Elbette bunun gibi birçok örnek sayılabilir bu hastalığa, ama toplum bu durumu o kadar kanıksamış ki ne kadar anlatmaya çalışırsanız çalışın, programlanmış beyinler yine bildiğini okumaya devam ediyor. Trend olana eğilim son 20 yılda özlellikle toplumun beynine işlenmiş durumda. Üretim-tüketim dengesi çok önemli. Tüketimin bu kadarı nasıl hastalıklıysa bence üretimin de bir o kadar fazlası hastalıklı. İnsanlığın mutlu olmak için bu kadar lükse, refah sağlamak adı altında bu kadar materyale ihtiyacı var mı? Doğadan kopmamız, refahımızın artması bizi mutlu bireyler mi yaptı? Üzerinde çok düşünülesi sorular ...

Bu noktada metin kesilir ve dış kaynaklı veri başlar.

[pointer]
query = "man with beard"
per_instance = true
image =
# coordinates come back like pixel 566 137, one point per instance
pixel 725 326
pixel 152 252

 Hatta dış seslerin yanında bazen iç sesimiz bile aklımızı çelmeye çalışıyor: " o kadar çalışıyorsun, ne var kendini biraz şımartsan, ne olacakmış, ihtiyacın olmayabilir ama bak bu daha janjanlı, bunu alırsan imajın kuvvetli olur, bunun şurasında da şundan var"
 Ama maalesef olay öyle göründüğü gibi masum değil. Bütün bu tüketim çılgınlığı, toplumu, bireyi  ve ilişkilerini yozlaştırmakta ve dahası zengini daha zengin ,fakiri daha fakir yapmaktan ve dünyamızı sona her geçen gün biraz daha yaklaştırmaktan başka bir şey demek değil!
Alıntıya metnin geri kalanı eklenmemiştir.